A bar of steel has the minimum properties Se = 40 kpsi, Sy = 60 kpsi, and Sut = 80 ksi. The bar is subjected to a steady torsional stress of 15 kpsi and an alternating bending stress of 25 ksi. Find the factor of safety guarding against a static failure, and either the factor of safety guarding against a fatigue failure or the expected life of the part.

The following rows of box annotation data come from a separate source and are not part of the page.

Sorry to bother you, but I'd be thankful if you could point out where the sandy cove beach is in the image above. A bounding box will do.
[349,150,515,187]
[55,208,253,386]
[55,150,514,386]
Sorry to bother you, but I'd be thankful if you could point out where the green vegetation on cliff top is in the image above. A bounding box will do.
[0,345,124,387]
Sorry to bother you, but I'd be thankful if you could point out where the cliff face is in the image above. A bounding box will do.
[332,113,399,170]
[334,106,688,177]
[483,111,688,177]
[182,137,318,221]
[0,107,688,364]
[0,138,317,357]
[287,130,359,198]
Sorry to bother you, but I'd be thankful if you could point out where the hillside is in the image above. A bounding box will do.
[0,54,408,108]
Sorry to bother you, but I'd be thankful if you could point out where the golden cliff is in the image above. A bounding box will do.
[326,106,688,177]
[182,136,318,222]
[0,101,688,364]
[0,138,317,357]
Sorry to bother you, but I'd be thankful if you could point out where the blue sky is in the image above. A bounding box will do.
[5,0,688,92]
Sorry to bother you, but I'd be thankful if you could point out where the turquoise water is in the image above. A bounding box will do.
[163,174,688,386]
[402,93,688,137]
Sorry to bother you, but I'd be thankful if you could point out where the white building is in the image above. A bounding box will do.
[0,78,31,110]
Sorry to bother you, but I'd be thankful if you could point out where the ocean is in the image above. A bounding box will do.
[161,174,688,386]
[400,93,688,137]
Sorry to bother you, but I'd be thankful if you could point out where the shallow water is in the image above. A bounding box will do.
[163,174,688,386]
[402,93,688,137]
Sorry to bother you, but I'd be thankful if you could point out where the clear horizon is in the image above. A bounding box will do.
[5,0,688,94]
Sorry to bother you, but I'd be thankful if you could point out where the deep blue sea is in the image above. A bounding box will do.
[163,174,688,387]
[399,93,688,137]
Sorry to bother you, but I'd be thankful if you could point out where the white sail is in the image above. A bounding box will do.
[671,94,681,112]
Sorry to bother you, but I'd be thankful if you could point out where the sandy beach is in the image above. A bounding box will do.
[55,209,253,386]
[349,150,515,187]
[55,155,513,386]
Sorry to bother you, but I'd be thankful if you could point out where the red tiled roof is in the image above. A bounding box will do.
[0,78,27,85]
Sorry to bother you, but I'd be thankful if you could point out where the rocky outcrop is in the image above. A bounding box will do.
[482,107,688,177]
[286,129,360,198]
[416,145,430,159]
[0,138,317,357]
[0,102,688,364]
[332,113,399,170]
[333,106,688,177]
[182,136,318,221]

For the fatigue analysis use Modified Goodman criterion.

Answer 1

The correct solution is:

(a) 1.66

(b) 1.05

Step-by-step explanation:

Given:

Bending stress,

`\sigma_b = 25 \ kpsi`

Torsional stress,

`\tau= 15 \ kpsi`

Yield stress of steel bar,

`\delta_y = 60 \ kpsi`

As we know,

⇒
`\sigma_(max)^' \ = √(\sigma_b^2 + 3 \gamma^2)`

`= √((25)^2+3(15)^2)`

`=36.055 \ kpsi`

(a)

The factor of safety against static failure will be:

⇒
`\eta_y = (\delta_y)/(\sigma_(max)^')`

By putting the values, we get

`=(60)/(36.055)`

`=1.66`

(b)

According to the Goodman line failure,

`\sigma_a = \sigma_b = 25 \ kpsi`

`S_e = 40 \ kpsi`

`\sigma_m = √(3) \tau`

`=√(3)* 15`

`=26 \ kpsi`

`Sut = 80 \ kpsi`

⇒
`(\sigma_a)/(S_e) +(\sigma_m)/(Sut) =(1)/(\eta_y)`

`(25)/(40)+(26)/(80)=(1)/(\eta_y)`

`\eta_y = 1.05`